Before you check out the butter sculptures in the Dairy Building, grab a soft-serve cone or shake from the Dairy Goodness Bar. This is also a good last stop because the Dairy Building is near some of the main parking areas. If the timing works, you can feel the tremendous satisfaction of finishing your last bite of Fair food as you turn the ignition for the ride home.
New Fair Foods
Every year dozens of new Fair Foods are introduced. Most of them are gimmicky things like steak-dinner-on-a-stick or stuffed-grape-leaves-on-a-stick — both real things — that mostly seem designed to attract publicity and give the local media something to preview. They’re not all bad. The problem is that most are and you don’t know which are which. My advice is to wait a while to see what has staying power. Some will prove themselves, like the Tomato + Sweet Corn BLT in the Minnesota Farmers Union booth. Maybe take a flyer on one or two new things. This year, we tried the Caramelized Banana Pudding from the Blue Moon Dine-In Theater. It was a solid B, worth a respectable three bites. If it comes back next year, it’ll be better. If it’s still around five years from now, it’ll be great.
Hot Takes on Popular Fair Foods That Aren’t My Thing
I don’t love fried cheese curds. I’m more of a whey guy. The first few are good when the curds are oozy but they grow less appealing as they cool and not worth the amount of stomach space they occupy. Still, I’m not here to yuck anyone’s yum and if you want cheese curds, get them in the Food Building at The Mouth Trap.
Speaking of a questionable use of stomach space, I give you Sweet Martha’s chocolate chip cookies. You’ll see scores of Fair-goers lugging around these overflowing cookie buckets. The cookies themselves are fine — it’s hard for warm chocolate chip cookies to be bad — but you can do just as well at home and putting any kind of dent in a bucket of cookies will put you out of commission for the rest of the day. If you must, buy a bucket as you head for the exits or go for one of the smaller paper cones which “only” holds maybe a dozen cookies.
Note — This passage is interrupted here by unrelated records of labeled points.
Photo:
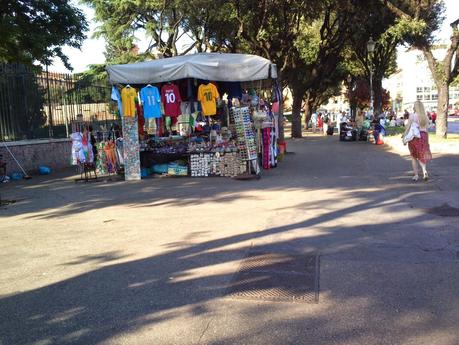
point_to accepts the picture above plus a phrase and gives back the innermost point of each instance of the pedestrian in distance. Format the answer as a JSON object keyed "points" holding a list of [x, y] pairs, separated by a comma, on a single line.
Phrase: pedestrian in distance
{"points": [[419, 147], [314, 122], [325, 125]]}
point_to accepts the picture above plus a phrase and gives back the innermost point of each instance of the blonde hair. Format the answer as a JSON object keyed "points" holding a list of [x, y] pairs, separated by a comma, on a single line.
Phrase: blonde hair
{"points": [[422, 116]]}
I realize this post ran kind of long. Get me started on the State Fair and I get as chatty as Jay Leno talking about his old cars. So let’s cut it here and make this Part One. Next week, Part Two will focus on Chicago and the rest of the Best Eating Week of 2021.
And now I need some rest. It was a great trip but there’s nothing like coming home and sleeping in your own bed.